It is not often that you get to append the term “feel-good” to the word “documentary” but that seems like the best way to sum up Stephen La Rivières wonderful two-hour film about the works of Gerry and Sylvia Anderson. To most people who are old enough to remember shows like Stingray, Thunderbirds, Captain Scarlet and Joe 90 the story of the rise and fall of this unique strand of television will no doubt be familiar, but it is enthusiastically retold here with great charm, verve and wit, and with contributions from many of those involved.

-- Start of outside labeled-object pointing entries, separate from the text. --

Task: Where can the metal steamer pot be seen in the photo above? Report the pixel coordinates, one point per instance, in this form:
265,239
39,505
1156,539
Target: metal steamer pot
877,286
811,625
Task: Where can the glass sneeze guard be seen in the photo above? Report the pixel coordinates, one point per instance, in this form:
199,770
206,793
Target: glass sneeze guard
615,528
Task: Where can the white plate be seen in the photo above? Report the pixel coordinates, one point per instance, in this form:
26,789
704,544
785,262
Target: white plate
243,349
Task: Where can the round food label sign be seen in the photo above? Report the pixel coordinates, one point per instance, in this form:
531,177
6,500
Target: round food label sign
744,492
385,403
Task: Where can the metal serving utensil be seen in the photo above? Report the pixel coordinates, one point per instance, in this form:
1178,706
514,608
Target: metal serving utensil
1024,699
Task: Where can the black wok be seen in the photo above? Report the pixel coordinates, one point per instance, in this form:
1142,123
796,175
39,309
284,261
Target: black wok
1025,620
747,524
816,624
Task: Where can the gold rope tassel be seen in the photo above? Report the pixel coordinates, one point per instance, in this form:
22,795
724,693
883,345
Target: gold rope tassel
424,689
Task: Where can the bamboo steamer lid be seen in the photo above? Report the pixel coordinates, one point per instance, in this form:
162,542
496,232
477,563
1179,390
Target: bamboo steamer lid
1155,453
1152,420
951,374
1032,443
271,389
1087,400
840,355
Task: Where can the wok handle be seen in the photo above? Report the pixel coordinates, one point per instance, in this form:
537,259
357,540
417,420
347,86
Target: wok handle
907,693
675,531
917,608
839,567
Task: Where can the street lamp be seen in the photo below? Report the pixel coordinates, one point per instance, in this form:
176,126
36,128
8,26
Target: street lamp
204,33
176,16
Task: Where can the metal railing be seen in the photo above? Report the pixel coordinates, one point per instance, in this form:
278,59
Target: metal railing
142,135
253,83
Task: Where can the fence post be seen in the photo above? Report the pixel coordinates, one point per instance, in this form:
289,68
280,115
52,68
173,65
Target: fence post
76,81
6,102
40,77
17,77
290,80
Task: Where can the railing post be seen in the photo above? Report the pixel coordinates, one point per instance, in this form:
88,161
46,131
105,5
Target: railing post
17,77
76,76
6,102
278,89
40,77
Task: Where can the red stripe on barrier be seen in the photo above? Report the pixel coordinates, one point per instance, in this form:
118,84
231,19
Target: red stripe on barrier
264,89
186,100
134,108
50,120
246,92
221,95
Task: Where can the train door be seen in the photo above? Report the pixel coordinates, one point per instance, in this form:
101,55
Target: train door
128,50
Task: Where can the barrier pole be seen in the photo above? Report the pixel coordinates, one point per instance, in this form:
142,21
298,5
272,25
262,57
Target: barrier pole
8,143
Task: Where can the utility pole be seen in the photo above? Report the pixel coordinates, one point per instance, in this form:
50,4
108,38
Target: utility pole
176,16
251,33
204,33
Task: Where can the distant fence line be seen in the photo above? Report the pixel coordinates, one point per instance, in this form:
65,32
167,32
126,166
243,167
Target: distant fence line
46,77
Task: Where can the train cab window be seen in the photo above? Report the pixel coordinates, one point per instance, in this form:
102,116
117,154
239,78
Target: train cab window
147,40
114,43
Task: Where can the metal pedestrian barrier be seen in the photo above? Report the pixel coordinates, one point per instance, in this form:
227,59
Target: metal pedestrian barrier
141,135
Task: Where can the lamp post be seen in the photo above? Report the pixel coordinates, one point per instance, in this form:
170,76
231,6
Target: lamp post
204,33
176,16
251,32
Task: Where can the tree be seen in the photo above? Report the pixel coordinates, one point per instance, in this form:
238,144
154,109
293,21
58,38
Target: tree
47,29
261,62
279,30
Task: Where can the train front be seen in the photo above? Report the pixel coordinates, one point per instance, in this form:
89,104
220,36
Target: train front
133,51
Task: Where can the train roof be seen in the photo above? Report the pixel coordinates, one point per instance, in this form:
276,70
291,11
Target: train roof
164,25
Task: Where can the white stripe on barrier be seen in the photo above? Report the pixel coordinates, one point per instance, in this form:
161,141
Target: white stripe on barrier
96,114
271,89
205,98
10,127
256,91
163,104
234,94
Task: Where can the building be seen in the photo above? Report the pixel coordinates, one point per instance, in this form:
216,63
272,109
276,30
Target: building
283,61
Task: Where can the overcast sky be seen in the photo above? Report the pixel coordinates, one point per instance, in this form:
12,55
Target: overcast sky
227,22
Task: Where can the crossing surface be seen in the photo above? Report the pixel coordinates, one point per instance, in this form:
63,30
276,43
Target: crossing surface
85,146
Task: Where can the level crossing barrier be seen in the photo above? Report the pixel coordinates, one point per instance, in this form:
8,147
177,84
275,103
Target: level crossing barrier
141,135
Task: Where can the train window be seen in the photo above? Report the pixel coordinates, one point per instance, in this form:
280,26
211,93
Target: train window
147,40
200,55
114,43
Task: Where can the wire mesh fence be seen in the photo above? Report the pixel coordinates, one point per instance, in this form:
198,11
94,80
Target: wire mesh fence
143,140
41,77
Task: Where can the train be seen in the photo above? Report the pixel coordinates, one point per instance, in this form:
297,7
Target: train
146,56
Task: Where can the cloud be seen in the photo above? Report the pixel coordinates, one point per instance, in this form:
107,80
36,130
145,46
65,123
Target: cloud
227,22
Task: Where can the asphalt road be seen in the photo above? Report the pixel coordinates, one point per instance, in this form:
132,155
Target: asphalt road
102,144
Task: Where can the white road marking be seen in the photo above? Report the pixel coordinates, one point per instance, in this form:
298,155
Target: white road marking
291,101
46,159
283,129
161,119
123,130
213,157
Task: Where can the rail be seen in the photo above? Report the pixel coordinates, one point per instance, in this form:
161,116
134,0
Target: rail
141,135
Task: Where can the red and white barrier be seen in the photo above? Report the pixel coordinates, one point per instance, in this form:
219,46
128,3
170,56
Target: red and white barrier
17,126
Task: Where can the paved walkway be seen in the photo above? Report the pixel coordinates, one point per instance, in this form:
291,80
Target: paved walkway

The various interviews and clips are introduced by Lady Penelope and Parker, voiced as they originally were by Sylvia Anderson and David Graham, respectively (an early laugh comes when Parker puzzles out loud about “a hexistential crisis”). The late Gerry Anderson appears in archive footage to tell of how he “nearly vomited on the floor” when he was first assigned the task of producing a puppet show. Anderson wanted to direct real people, but needed to earn a crust so took the work that came his way. But it was his very ambition that drove the improvements in the successive puppet programmes (the word “Supermarionation” was coined to distinguish the lifelike marionettes whose lip movements were synched to speech from the puppets that went before them). The pinnacle, of course, was Thunderbirds, in which the puppets, the characterisations, the plots, and Barry Grays incredible music came together like never before.